いつか噂の青い表ばね、見てみたいものです。
体はもふもふ
コツバメは他のシジミチョウよりも「毛深い」のも特徴的です。
もう一度コツバメの姿を見てみましょう。
毛深くてもふもふなコツバメ
体は"もふもふした黒い毛"に覆われていて、この黒い毛もエレガントな雰囲気を演出する要因になっているように思います。
思えばウスバシロチョウやミヤマセセリなど、春のみに発生するチョウは毛深いものが多い印象があります。
チョウの毛にも、防寒効果があったりするのでしょうか?
生き物観察は細部を見ていくと、疑問がどんどん生まれてきますね。
コツバメは春にだけ観察できる
シジミチョウの仲間には特定の季節限定で見られるものたちがいて、特に有名なのは「ゼフィルス」と呼ばれる、”初夏の頃だけに現れるシジミチョウたち”です。
実はコツバメも、季節限定で見られるシジミチョウ。
ただ、コツバメが見られる季節は「春」。
3〜5月あたりの時期に見ることができます。
春限定で見られるコツバメ
植物たちには春先の短い期間にだけ花を咲かせる「スプリング・エフェメラル」と呼ばれる植物たちがいます。
この植物たちは、「ライバルたちが多くなる前に太陽の光を得る戦略」をとっていると言われています。
※著書「弱虫の生きざま」でも「カタクリ」の項目で紹介しています。
チョウたちの中にも春だけに出現するものたちがいて、それらもスプリング・エフェメラルと呼ばれることがあり、その1種がコツバメなのです。
このような虫たちには冬が過ぎて一番に出会うものたちが多く、僕らに「春の訪れ」を感じさせてくれます。
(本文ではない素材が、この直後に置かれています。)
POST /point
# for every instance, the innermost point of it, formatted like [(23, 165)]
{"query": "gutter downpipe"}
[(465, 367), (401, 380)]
ちなみに植物と同様に、この時期は虫たちにとってもライバルが少ないわけですが、ライバルたちが少ないのには当然理由があります。
この季節はまだかなり寒い上、植物も少なくえさが少なく、他の季節と比べると過酷な季節。
また、「寒の戻り」のようなトラブルが発生することもあります。
このような条件の中で懸命に生き抜く彼らはたくましく、美しい。
そんな姿を観察する側の気持ちをも暖かくしたり、勇気付けるなどの感動を与えてくれるのです。
春先にもし彼らを見つけたら、彼らとの出会いの尊さと喜びを存分に感じましょう!
コツバメと同じ分類に属する虫たち
コツバメはチョウ目シジミチョウ科に属する虫。同じ分類の虫たちを以下で紹介しています。
[チョウ目]
鱗翅目(チョウ目)の昆虫まとめ|はねに鱗粉を持つ虫たち
▼
[シジミチョウ科]
シジミチョウの種類と魅力|シジミ貝のようなはねを持つかわいい蝶たち
おわりに:コツバメを観察してみよう!
コツバメは、ダークカラーを持つ春限定のシジミチョウ。
春を感じさせてくれる嬉しいチョウなので、出会えたらぜひゆっくりと観察してみてください!